Well, I'm sort of just in the mood to write, so I figured we'd take a shot at round two of this. I had a topic that I really wanted to write on, but it's a tough one to do and today gave me a different idea as well. So, even though I was hoping to devote this second post to the topic of regrets and past decisions, I think I'll just save that for later. Part of the reason is that I think most of what I want to say about regrets has been told to nearly everyone for almost their whole entire life (or at least since they've reached the point that they might have made some poor decisions).
Anyway, I've had a pretty good weekend.
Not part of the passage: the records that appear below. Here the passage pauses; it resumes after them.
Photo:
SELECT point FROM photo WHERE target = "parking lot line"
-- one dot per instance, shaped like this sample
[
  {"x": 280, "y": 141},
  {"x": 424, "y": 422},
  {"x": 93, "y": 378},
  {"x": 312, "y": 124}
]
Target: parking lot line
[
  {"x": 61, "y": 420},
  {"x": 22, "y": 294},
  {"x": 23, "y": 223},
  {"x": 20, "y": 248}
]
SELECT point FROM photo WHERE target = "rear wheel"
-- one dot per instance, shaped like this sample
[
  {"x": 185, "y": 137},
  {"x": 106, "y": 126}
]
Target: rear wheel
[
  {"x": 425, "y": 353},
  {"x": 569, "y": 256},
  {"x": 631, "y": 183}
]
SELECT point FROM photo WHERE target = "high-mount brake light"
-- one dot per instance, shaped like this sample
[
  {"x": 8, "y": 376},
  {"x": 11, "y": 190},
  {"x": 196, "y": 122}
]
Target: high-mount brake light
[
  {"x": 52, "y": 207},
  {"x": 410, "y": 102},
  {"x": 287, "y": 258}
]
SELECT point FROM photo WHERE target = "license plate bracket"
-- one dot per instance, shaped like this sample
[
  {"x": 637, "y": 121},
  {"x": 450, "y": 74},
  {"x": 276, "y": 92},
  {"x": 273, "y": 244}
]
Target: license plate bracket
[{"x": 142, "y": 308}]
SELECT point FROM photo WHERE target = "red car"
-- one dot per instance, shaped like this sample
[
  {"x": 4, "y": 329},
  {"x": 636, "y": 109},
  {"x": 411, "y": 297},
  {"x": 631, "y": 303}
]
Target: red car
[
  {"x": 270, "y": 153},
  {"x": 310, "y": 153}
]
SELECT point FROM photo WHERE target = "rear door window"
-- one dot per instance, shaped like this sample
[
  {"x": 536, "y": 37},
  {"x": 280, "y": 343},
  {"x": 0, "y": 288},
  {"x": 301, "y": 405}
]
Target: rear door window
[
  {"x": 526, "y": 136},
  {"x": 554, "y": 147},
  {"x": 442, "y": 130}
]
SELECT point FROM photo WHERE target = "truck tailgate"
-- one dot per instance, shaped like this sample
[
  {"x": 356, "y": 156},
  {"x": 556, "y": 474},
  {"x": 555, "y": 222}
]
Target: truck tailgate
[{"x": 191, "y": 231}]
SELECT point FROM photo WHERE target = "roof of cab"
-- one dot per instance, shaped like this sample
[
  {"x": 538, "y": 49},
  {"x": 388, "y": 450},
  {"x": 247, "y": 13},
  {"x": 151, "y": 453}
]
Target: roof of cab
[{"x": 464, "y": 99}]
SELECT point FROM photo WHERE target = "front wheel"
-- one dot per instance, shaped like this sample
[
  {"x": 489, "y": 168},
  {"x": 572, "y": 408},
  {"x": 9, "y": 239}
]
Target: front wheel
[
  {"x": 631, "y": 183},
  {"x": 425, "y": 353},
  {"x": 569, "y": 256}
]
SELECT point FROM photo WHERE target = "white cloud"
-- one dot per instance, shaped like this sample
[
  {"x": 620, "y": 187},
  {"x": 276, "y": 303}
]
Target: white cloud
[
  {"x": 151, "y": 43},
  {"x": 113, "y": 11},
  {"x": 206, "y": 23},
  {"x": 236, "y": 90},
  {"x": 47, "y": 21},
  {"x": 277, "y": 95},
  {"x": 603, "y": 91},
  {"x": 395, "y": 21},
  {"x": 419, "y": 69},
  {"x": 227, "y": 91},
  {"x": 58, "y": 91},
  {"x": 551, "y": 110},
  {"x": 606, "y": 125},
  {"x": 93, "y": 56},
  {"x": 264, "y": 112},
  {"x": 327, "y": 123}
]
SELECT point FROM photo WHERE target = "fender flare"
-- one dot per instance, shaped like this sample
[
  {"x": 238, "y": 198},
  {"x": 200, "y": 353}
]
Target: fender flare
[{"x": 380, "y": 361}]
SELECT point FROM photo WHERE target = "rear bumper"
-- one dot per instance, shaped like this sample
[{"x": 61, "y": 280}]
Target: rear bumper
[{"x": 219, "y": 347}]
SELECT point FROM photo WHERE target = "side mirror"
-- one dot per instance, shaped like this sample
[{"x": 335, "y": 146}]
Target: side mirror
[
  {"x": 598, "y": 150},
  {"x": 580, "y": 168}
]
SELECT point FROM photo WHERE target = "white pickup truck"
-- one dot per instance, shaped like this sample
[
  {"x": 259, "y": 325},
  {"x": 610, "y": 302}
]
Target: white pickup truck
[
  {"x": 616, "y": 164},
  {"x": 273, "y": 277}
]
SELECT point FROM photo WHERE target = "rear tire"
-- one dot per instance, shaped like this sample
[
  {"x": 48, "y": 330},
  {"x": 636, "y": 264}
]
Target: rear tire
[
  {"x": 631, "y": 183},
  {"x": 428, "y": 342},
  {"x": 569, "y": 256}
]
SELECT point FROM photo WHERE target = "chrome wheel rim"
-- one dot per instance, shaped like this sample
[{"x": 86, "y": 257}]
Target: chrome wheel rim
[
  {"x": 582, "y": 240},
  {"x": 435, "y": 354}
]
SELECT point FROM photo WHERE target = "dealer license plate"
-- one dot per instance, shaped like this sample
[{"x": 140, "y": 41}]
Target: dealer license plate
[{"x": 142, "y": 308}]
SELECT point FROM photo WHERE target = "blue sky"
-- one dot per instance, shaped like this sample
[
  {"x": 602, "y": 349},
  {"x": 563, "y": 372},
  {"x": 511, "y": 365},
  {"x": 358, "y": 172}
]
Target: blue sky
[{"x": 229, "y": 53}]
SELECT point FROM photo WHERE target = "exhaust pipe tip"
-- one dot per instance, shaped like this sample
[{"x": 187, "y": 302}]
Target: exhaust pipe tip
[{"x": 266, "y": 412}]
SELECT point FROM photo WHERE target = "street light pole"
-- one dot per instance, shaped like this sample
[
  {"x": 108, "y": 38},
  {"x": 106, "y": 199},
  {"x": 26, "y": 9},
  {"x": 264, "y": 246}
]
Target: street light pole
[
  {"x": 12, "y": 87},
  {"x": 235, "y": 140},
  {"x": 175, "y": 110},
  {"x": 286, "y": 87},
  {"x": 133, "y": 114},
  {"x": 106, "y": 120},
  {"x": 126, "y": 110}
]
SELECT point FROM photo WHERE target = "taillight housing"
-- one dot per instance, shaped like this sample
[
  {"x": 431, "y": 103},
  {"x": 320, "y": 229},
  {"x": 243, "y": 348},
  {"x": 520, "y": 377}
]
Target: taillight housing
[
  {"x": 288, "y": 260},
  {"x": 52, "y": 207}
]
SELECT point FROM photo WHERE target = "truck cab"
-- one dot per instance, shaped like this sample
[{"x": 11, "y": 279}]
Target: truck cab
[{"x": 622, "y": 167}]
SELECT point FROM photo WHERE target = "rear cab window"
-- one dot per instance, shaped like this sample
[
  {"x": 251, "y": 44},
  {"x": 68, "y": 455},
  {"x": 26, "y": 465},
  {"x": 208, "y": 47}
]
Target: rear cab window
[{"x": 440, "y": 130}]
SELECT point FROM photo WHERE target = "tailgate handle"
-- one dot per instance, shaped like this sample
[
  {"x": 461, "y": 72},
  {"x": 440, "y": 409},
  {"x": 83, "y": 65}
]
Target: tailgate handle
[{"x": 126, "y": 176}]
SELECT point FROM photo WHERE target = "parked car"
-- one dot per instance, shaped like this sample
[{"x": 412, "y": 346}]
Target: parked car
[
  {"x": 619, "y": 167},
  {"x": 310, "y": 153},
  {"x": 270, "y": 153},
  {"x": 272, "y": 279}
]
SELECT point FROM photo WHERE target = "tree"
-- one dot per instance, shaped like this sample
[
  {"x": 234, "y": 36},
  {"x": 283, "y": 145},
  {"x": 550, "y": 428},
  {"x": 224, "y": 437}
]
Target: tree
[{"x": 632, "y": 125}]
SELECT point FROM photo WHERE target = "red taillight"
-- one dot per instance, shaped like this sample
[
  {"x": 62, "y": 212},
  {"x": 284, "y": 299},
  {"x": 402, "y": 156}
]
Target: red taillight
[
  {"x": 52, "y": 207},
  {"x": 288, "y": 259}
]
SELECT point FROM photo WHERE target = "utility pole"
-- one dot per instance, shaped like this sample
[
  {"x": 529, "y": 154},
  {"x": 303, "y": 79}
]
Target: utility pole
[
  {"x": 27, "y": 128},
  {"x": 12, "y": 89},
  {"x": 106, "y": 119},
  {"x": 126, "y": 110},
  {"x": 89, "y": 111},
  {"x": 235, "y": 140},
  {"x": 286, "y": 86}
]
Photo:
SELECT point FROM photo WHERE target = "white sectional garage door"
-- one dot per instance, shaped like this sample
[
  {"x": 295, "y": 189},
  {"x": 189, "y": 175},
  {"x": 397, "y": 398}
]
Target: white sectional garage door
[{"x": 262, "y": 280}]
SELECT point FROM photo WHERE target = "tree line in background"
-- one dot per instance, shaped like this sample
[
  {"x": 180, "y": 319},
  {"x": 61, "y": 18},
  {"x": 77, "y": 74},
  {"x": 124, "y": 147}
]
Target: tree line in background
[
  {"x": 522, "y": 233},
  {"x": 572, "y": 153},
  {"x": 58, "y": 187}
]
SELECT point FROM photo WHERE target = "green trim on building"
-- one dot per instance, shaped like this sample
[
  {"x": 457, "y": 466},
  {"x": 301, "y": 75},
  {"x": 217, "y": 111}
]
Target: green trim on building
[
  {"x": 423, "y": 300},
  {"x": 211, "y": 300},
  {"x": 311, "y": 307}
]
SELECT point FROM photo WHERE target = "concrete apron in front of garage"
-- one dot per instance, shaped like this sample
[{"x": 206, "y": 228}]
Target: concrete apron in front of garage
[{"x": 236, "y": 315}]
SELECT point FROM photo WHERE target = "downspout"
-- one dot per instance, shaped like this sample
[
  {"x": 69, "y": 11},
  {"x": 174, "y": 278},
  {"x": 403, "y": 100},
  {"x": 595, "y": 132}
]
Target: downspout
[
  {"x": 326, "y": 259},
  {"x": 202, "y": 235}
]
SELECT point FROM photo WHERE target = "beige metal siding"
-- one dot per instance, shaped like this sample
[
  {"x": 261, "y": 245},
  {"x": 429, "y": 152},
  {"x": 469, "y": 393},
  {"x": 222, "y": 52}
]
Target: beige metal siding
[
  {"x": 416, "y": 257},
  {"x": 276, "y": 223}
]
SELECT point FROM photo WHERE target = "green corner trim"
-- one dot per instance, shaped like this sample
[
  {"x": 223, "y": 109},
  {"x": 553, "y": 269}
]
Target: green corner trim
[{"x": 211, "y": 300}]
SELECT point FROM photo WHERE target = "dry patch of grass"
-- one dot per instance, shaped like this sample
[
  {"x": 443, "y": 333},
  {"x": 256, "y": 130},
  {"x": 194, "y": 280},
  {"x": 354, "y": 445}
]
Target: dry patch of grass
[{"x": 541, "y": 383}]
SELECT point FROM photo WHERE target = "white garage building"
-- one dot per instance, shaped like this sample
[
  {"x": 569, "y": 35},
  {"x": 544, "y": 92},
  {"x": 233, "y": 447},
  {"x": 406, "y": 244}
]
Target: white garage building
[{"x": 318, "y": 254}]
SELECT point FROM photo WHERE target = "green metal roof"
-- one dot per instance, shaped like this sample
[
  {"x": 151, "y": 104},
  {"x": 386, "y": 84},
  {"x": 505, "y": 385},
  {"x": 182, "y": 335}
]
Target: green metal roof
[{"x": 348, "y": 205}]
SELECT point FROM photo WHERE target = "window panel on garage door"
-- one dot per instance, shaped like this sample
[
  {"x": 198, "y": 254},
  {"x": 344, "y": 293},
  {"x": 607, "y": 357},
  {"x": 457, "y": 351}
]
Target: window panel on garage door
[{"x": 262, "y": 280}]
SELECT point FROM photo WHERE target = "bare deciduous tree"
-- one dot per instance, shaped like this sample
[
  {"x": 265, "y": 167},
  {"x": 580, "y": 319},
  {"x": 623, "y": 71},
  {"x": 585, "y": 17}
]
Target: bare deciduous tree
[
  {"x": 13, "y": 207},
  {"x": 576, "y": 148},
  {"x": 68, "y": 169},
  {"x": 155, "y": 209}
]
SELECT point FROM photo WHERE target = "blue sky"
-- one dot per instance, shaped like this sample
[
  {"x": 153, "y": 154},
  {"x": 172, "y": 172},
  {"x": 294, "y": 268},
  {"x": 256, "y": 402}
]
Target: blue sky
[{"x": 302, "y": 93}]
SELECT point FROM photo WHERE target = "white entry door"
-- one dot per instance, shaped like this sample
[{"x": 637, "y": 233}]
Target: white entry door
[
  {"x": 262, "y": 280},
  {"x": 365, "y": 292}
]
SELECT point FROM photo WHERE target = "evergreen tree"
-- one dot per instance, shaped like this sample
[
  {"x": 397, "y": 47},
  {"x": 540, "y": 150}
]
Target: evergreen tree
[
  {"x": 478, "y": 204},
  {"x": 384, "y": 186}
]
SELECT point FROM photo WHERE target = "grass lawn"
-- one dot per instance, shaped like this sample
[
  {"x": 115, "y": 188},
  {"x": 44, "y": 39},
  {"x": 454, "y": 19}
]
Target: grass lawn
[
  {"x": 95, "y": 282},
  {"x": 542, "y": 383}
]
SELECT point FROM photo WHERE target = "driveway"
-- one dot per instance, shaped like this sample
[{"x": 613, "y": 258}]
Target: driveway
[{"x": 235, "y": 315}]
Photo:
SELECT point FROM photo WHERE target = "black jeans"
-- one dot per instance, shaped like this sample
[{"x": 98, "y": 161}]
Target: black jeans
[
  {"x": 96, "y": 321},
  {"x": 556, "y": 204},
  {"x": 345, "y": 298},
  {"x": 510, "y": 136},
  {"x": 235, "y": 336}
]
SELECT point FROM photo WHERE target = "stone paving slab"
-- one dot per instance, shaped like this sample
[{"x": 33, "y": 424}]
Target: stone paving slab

I had a great bunch of friends over yesterday for burgers, swimming, games and movies, and I really just had a great day. This morning we had a guest preacher, Rev. Mary Hulst, the chaplain at Calvin College. She had a very interesting sermon about all the different religions and how each has their own ways of being "made righteous", but the main point was how Christianity is different in that it's only through God's grace that we are saved. That it's His gift that brings us into righteousness. And I'm not entirely sure if it was just that I've heard the message so many times, or if it was just her style of delivering the message, but I honestly was having a difficult time paying attention. I still heard everything she had to say, and understood the meaning behind her message, but my focus wasn't really where it ought to have been. And I really don't like that.
Well, I might come back to that, but moving on... After a wonderful lunch and a few hours of reading/passing out in the sun out back, I ended up spending the night playing a total of 23 holes of disc golf with Dan and Zac. Now, I've only gone a few times, and I'll admit that it shows, but I feel like overall today wasn't a bad day for me. Then after disc golf, with a TBell break for supper, Dan and I ended up back at his house, where we played a nice game of Settlers with Greg. And after a good couple hours of that and an interesting chat, I headed home. That is why I started writing this at 1 A.M. (and I apologize if that causes it to be a little incoherent).
But on my way home, I was thinking over the happenings of the day and I sort of realized something. It may be that I'm just tired, but in a way disc golf can actually be a pretty good analogy for life. Now you're probably thinking, "Hey, wait a minute. Where exactly are you going with this??", but hear me out , this sort of makes sense. At least to me it does. When your discing - or even regular old golfing for that matter - there's a bunch of "holes" you try to reach, in as few throws as possible. Well, I see this as sort of like how in life we have a list of goals for ourselves that we try to accomplish in the most efficient way possible. But sometimes things just don't go as planned... Your throw doesn't go quite as far as you wanted it to, or maybe it even goes in completely the wrong direction. Sometimes you blame it on other things - I mean, it can't be your fault, right? - It would have been the perfect throw, but the disc just slipped a little early or if only that tree wasn't there you'd have a perfect lie. And we do this in our lives, too. So often, we try to pin our own shortcomings off on some other factor or person. We want to just start over, or sometimes just skip the hole completely. But in disc, you don't do that (with the exception of the occasional mulligan). You just shrug it off, go find your disc, and try extra hard on your next throw to make up for lost distance.
Alright, maybe that wasn't such a great analogy. To be honest, I really just wanted to make a semi-philosophical post involving disc golf. But hey, it kind of worked and maybe you'll actually get something out of it.
Well, it's late, this post is getting long, and I kind of agreed to help Cari with landscaping at her grandmother's house tomorrow. So, I'm off to bed, but I'll leave you with one last thing. I've kind of gotten caught up with watching the show How I Met Your Mother lately and I've actually been getting quite a lot out of it. So, look forward to a possible future post about one or more episodes. And I may also throw in some random references from here on out, too.
Ta ta for now and may you all have a blessed evening (all 3.5 of you).